A periodistas de la talla de Joseph Pulitzer, y de William Randolph Hearts, y a sus intereses azucareros en la isla, debe esa joven nación la vana gloria de echar a rodar por los suelos el valor y la hidalguía de un quijotesco país.
Vana gloria digo por tan sesgadas mentiras, y porque ninguna democracia que se precie puede tener a gala tamaña dosis de racismo, como se transparenta en aquellas caricaturas que sirvieron de santo y seña a tan estrafalario personaje, precursor de “Gran Hermano”.
En “A triple embarrased”, por ejemplo, se nos muestra al tío Sam con cara de circunstancias ante el espectáculo de unos recién nacidos que alguien ofrece en bandeja de mimbre para que sean adoptados; en otra viñeta aparece el tío de la vara, impartiendo lecciones de autoridad a los recién llegados, mientras al fondo del recinto los rubios americanos leen tranquilamente sus libros, al tiempo que un niño negro limpia los cristales de la clase; en “The Cuban melodrama” el vencedor torna forma de altivo don Juan, y arrodillada a sus pies se nos muestra una señora que lleva por nombre “Cuba”; y en “Waiting for the verdict” es España quien aparece “de cuerpo presente” ante tan pueril adversario, esperando el veredicto de la Historia que, sentada en un sillón, escribe sus anotaciones desde tan celestial altura.
¡Veredicto, dice el gran discípulo de Mammón! Qué cinismo de quien pasado apenas medio siglo habría de fumigar con bombas de napalm a inocentes niños indefensos.

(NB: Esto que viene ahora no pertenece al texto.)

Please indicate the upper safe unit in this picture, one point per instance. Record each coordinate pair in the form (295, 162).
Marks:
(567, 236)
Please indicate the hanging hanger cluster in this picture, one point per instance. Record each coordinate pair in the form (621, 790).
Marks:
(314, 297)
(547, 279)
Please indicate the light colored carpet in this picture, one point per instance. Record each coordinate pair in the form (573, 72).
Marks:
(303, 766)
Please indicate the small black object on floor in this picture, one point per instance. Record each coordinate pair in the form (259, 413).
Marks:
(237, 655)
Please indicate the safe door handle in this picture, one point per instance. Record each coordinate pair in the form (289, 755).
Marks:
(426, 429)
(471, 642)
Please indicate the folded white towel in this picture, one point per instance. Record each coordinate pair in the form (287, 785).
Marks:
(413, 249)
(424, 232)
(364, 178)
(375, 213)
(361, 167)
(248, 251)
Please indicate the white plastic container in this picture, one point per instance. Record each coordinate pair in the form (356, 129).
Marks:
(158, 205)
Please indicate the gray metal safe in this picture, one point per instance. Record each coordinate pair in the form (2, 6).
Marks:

Pues volviendo a la cuestión, aquella lamentable historia de las colonias de Ultramar se firmó con la sangre y el valor de miles y miles de españoles, entre los que merecería destacar el heroísmo de los defensores de Baler, o las agallas y arrojo de personajes anónimos; como Joaquín García Olivares, natural del pueblo cordobés de Peñarroya ─ el dato me lo ofreció amablemente mi paisano Manuel Montes Mira─ quien tras defender su integridad contra ocho de sus atacantes, se vio en la obligación moral de acunar entre sus brazos a un herido, un amigo agonizante que le hizo depositario de sus últimas palabras, como el propio Olivares relata en un artículo que lleva por título “Soldado valiente”, impreso en “La Unión Católica”, con fecha de 16 de octubre de 1895:
“En mis brazos expiró uno que yo conocía desde niño.
Era mi mejor amigo aquí; era número y de Peñarroya, y me dijo en la agonía de la muerte:
─ Joaquín… Olivares… Olivares… Si vas alguna vez allí dile que muero pensando en ella.
Esto era por su madre, y antes de expirar dijo:
─ ¡Ay, madre mía!
Yo estaba de rodillas, con la ropa hecha pedazos”.